Politics

All power to the cities! The metropolitan revolution, part 94

July 16, 2014
Manchester Piccadilly Station, part of the "Northern Hub"
Manchester Piccadilly Station, part of the "Northern Hub"
Another day, another report on the importance of cities outside London to Britain's future prosperity. This time it comes from the City Growth Commission, a body formed last year to investigate "how other cities can complement London’s economic success; what political powers and governance arrangements are needed to deliver this; and how public service reform can enable other cities to become fiscally sustainable."
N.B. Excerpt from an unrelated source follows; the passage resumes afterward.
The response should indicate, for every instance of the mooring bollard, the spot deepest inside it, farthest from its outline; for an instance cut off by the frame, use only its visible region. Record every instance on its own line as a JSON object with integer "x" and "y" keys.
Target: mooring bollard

The Commission's latest report, entitled "Connected Cities: The Link to Growth," focuses not on the political issue of enhanced powers for local government (the question de nos jours that I discussed in my recent piece about Manchester and on which both George Osborne and Ed Miliband have pronounced in recent weeks) but on infrastructure; specifically, on the importance of enhanced connections between what are sometimes called "second-tier" cities, especially the major cities of the north—Manchester, Leeds and Sheffield, which, between them, form a functional economic area roughly the size of London. (It's worth noting, though, that the Commissioners recognise that you can't fix the infrastructure problem without tackling the governance problem too: "[T]he city voice is currently weak in national policy making… Metros should be allowed to contribute more to the planning and delivery of local, regional and national infrastructure.")

In the foreword to the report, the Commission's chair, Jim O'Neill, former Chief Economist at Goldman Sachs, writes: "The notion of connecting lots of mid-sized cities to much faster (and affordable) transport is key to the idea of creating, from a commercial if not an administrative perspective, a metro area of comparable size to London." Lurking in the background here are two artefacts of economic and statistical theory: one is Zipf's Law which, when applied in urban theory, holds that the number of people in a city is inversely proportional to its ranking relative to other cities in a given country. In other words, the biggest city is about twice the size of the second biggest, three times the size of the third and so on. Britain, of course, deviates from the rule, with London having a population roughly four times those of the next two biggest cities, Greater Manchester and Birmingham. The other is the theory of "agglomeration economies" according to which larger economies increase productivity (see this report on agglomeration economies in Manchester to which O'Neill contributed).

The solution to this statistical anomaly? O'Neill says that central to the Commission's thinking from the very start was improved "connectivity between the major northern cities via much faster train services." In fact, work has already begin on the "Northern Hub", a programme of improvements to the rail networks in the north of England that, when it's completed in 2019, will see 700 more trains running each day and 44m more passengers using the network each year. The problem, as the report rightly argues, is partly one of coordination. Little thought appears to have been given to coordinating the building works for the Northern Hub with those for the second phase of HS2. Long-term planning is something Britain does particularly badly, and this is in part because decision-making has always been concentrated at the centre.

To remedy this, the Commission proposes devolving planning authority powers to city regions or "metros". "Metros should have the power to convene relevant agencies and make planning decisions across all modes of transport," the report argues, and they should also have much more influence on infrastructure decisions of "national importance". In other words, you can't tilt the balance of the economy to the cities and regions without redistributing power to them too. It's a lesson that politicians of all stripes are, however belatedly, beginning to absorb.